Downtown Little League players and parents luckily escaped
death on Sat., May 17, when a piece of metal fell off the
Goldman Sachs building under construction and crashed onto the
Battery Park City ballfields across the street.
It was yet
another reminder of how unsafe building construction and
demolitions are all over the city and in Lower Manhattan, in
particular.
After a tower crane accident killed seven people in Midtown
in March, city inspections of cranes found problems with three
in Lower Manhattan, including at Goldman.
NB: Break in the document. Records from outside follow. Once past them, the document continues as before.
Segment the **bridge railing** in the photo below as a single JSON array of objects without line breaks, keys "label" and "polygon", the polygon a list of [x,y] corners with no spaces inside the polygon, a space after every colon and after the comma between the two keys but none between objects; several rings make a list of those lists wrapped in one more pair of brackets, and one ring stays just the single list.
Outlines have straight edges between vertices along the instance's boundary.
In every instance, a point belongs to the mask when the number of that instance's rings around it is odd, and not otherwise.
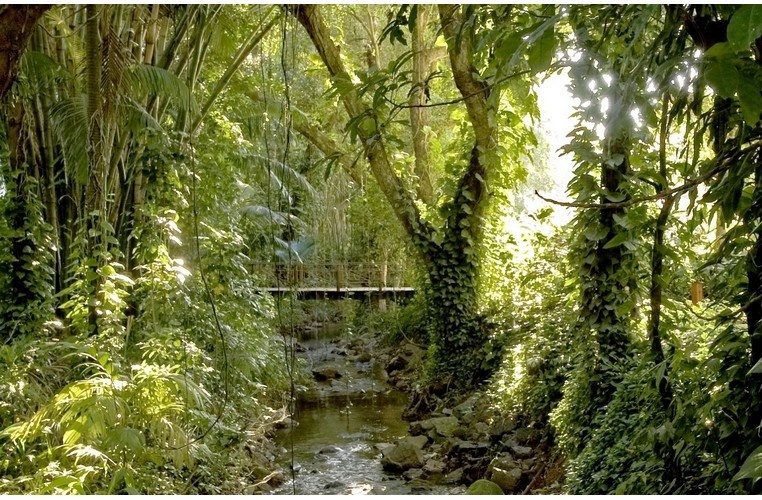
[{"label": "bridge railing", "polygon": [[387,287],[402,288],[410,284],[404,268],[392,263],[329,262],[273,263],[254,262],[252,272],[268,287],[344,288]]}]

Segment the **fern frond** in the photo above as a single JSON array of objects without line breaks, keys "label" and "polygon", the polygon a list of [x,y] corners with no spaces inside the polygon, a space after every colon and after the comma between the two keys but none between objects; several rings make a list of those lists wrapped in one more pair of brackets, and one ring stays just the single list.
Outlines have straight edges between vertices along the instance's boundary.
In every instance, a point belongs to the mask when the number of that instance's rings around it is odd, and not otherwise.
[{"label": "fern frond", "polygon": [[145,129],[163,130],[156,118],[151,116],[151,113],[134,99],[125,99],[123,109],[125,111],[125,125],[130,132],[140,132]]}]

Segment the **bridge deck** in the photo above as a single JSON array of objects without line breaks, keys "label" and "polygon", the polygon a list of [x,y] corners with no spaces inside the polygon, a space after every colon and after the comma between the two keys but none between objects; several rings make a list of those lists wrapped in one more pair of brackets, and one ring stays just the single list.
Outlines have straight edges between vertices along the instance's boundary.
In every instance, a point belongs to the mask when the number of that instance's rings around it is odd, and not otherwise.
[{"label": "bridge deck", "polygon": [[265,287],[259,289],[273,295],[296,293],[300,298],[341,298],[348,296],[365,295],[373,298],[409,297],[415,293],[413,287],[373,287],[373,286],[349,286],[337,287]]}]

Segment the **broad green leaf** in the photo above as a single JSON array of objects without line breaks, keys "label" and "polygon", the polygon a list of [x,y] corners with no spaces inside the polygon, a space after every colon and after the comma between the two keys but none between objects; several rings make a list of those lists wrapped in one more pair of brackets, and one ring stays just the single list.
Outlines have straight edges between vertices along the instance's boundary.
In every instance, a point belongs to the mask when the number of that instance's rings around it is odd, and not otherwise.
[{"label": "broad green leaf", "polygon": [[609,229],[603,226],[589,226],[585,229],[585,238],[590,241],[600,241],[609,234]]},{"label": "broad green leaf", "polygon": [[757,479],[759,477],[762,477],[762,446],[751,452],[741,469],[733,476],[733,480]]},{"label": "broad green leaf", "polygon": [[611,203],[619,203],[627,197],[626,193],[606,193],[606,199]]},{"label": "broad green leaf", "polygon": [[614,248],[618,247],[619,245],[624,244],[625,241],[628,241],[630,239],[630,235],[627,233],[619,233],[613,238],[611,238],[605,245],[603,245],[603,248]]},{"label": "broad green leaf", "polygon": [[723,58],[735,55],[735,51],[727,42],[716,43],[704,53],[706,58]]},{"label": "broad green leaf", "polygon": [[753,373],[761,373],[762,372],[762,359],[759,359],[756,363],[754,363],[754,366],[751,367],[751,370],[746,375],[751,375]]},{"label": "broad green leaf", "polygon": [[529,47],[529,68],[532,73],[540,73],[550,67],[556,48],[553,26],[548,27],[537,41]]},{"label": "broad green leaf", "polygon": [[738,89],[738,68],[726,59],[712,61],[708,64],[706,72],[706,81],[711,85],[715,92],[722,97],[734,97]]},{"label": "broad green leaf", "polygon": [[762,36],[762,5],[744,5],[728,24],[728,42],[736,50],[747,50]]},{"label": "broad green leaf", "polygon": [[743,119],[752,127],[759,121],[762,113],[762,96],[753,79],[742,79],[738,84],[738,100],[741,103]]}]

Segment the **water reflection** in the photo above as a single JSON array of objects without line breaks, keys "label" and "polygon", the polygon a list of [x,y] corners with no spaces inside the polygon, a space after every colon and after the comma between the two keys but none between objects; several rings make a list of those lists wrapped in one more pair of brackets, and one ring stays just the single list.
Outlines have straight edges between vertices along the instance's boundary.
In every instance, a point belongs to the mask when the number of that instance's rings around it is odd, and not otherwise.
[{"label": "water reflection", "polygon": [[[405,436],[407,424],[400,415],[406,398],[390,391],[299,401],[299,425],[278,436],[279,445],[289,450],[282,457],[285,470],[290,470],[293,445],[296,493],[378,494],[402,487],[404,481],[383,471],[375,445]],[[294,493],[291,480],[275,493]]]}]

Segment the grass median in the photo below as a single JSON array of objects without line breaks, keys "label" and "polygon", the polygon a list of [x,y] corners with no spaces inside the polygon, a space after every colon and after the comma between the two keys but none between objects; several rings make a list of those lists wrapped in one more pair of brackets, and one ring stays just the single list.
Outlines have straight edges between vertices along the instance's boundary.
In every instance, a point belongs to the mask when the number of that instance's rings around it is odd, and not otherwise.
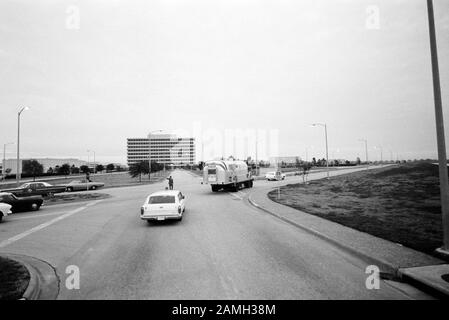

The chronically dysfunctional Buildings Department did not
inspect the Deutsche Bank’s standpipe before last August’s
fatal fire across from the World Trade Center site, in which
two Village firefighters perished, nor did it step in and warn
the public about the serious safety violations it was
uncovering.
There were signs last week that Buildings may finally be
getting the message that things must change. We were
pleasantly shocked to learn that not only will Goldman and its
contractor, Tishman Construction Corporation, have to come up
with a new and better safety plan, but that the Buildings
Department will not let the firms resume work in Battery Park
City until they present the plan to Community Board 1 at a
public meeting.
But community review, better safety on one project and the
recent announcement about hiring 63 new building inspectors is
far from enough. There are clear problems with safety
regulations that must addressed.
The dirty little secret about construction in the city is
that deaths are not uncommon. Government leaders and
developers have been looking the other way for decades.
Assemblymember Deborah Glick, in a recent op-ed we
published, argued convincingly that the city has let the
construction boom continue without slowing things down to fix
the obvious safety problems.
In the wake of the Goldman accident, Councilmember Alan
Gerson has proposed the city take a close look at the tighter
construction regulations in London and the European Union. In
London, materials being hoisted are required to be secured — a
regulation that probably would have prevented the Goldman
accident.
High winds may have also contributed to the Goldman
accident. Better wind regulations are needed.
The ballfields are not only vulnerable to the Goldman
project, but they are even closer to two residential towers
being built by Milstein Properties. Better safety measures
must be in place before these towers go up.
Though there’s understandable sensitivity to construction
safety near fields where children play, safety must be
improved everywhere. Pedestrians, drivers and, of course,
construction workers are near large construction projects
every day and need better protection.
Better safety almost undoubtedly will mean higher
construction costs. But if a developer raises that issue, find
out if he’s willing to tell a grieving parent how much money
he saved by blocking a safety regulation.